A comparison of inflammatory, cytoprotective and injury gene expression profiles in kidneys from brain death and cardiac death donors

• Published in: Transplantation Vol. 98; no. 1; p. 15
• Main Authors: Saat, Tanja C, Susa, Denis, Roest, Henk P, Kok, Niels F M, van den Engel, Sandra, Ijzermans, Jan N M, de Bruin, Ron W F
• Format: Journal Article
• Language: English
• Published: United States 15.07.2014
• Subjects: Acute Kidney Injury - genetics; Acute Kidney Injury - immunology; Acute Kidney Injury - metabolism; Acute Kidney Injury - pathology; Animals; Apoptosis; Brain Death - immunology; Brain Death - metabolism; Brain Death - pathology; Cold Ischemia; Cytoprotection; Delayed Graft Function - genetics; Delayed Graft Function - immunology; Delayed Graft Function - metabolism; Delayed Graft Function - pathology; Gene Expression Profiling - methods; Gene Expression Regulation; Genetic Markers; Inflammation - genetics; Inflammation - immunology; Inflammation - metabolism; Inflammation - pathology; Inflammation Mediators - metabolism; Kidney - immunology; Kidney - metabolism; Kidney - pathology; Kidney Transplantation - adverse effects; Male; Models, Animal; Organ Preservation; Rats; Rats, Inbred BN; Risk Factors; Time Factors; Transcription, Genetic
• ISSN: 1534-6080
• DOI: 10.1097/TP.0000000000000136

The superior long-term survival of kidneys from living donors (LDs) compared with kidneys from donation-after-brain-death (DBD) and donation-after-cardiac-death (DCD) donors is now well established.
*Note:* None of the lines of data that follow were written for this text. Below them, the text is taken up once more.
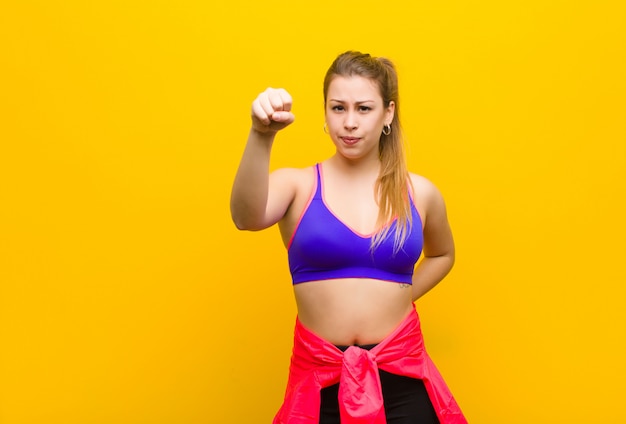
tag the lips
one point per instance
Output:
(350, 140)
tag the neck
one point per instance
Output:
(360, 167)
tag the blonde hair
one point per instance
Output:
(393, 183)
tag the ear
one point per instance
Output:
(390, 112)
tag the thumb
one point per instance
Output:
(284, 117)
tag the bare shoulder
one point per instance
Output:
(293, 176)
(428, 198)
(423, 188)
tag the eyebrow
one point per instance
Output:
(357, 102)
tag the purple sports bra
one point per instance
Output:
(323, 247)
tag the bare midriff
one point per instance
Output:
(352, 311)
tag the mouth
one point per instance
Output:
(350, 140)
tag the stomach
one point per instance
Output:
(351, 311)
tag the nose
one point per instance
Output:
(350, 122)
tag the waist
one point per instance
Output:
(354, 272)
(352, 311)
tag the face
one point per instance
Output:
(355, 116)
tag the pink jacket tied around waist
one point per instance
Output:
(316, 363)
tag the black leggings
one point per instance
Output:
(405, 399)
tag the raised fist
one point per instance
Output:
(271, 110)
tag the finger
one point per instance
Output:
(283, 117)
(266, 103)
(259, 113)
(286, 99)
(275, 99)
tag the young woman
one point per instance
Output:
(354, 226)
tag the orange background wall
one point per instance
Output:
(127, 295)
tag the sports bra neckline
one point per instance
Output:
(320, 193)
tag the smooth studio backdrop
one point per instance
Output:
(127, 295)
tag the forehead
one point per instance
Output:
(353, 88)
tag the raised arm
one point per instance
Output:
(438, 242)
(258, 201)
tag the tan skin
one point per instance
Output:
(350, 310)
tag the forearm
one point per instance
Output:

However, comparative studies on transcriptional changes that occur at organ retrieval and during and after cold ischemia (CI) are sparse. Using a rat model, we used qRT-PCR to examine expression levels of inflammatory, cytoprotective, and injury genes at different time points after organ retrieval. Cleaved caspase-3 was used to evaluate early apoptosis in DCD and DBD kidneys. Immediately after retrieval, we found massive up-regulation of proinflammatory genes interleukin-1β, interleukin-6, tumor necrosis factor-α, monocyte chemotactic protein-1, P-selectin, and E-selectin in DBD compared with LD and DCD kidneys. A significant increase in the expression of injury markers Kim-1, p21, and the cytoprotective gene heme oxygenase-1 accompanied this. Bax was increased in DCD kidneys, and Bcl-2 was decreased in DBD kidneys. After 2 hr of CI in the LD group and 18 hr in the DBD and DCD groups, gene expression levels were similar to those found after retrieval. During 18 hr of cold storage, expression levels of these genes did not change. In DCD and DBD kidneys, early apoptosis increased after CI. The gene expression profile in DBD kidneys represents an inflammatory and injury response to brain death. In contrast, DCD kidneys show only mild up-regulation of inflammatory and injury genes. These results may imply why delayed graft function in DCD kidneys does not have the deleterious effect it has on DBD kidneys.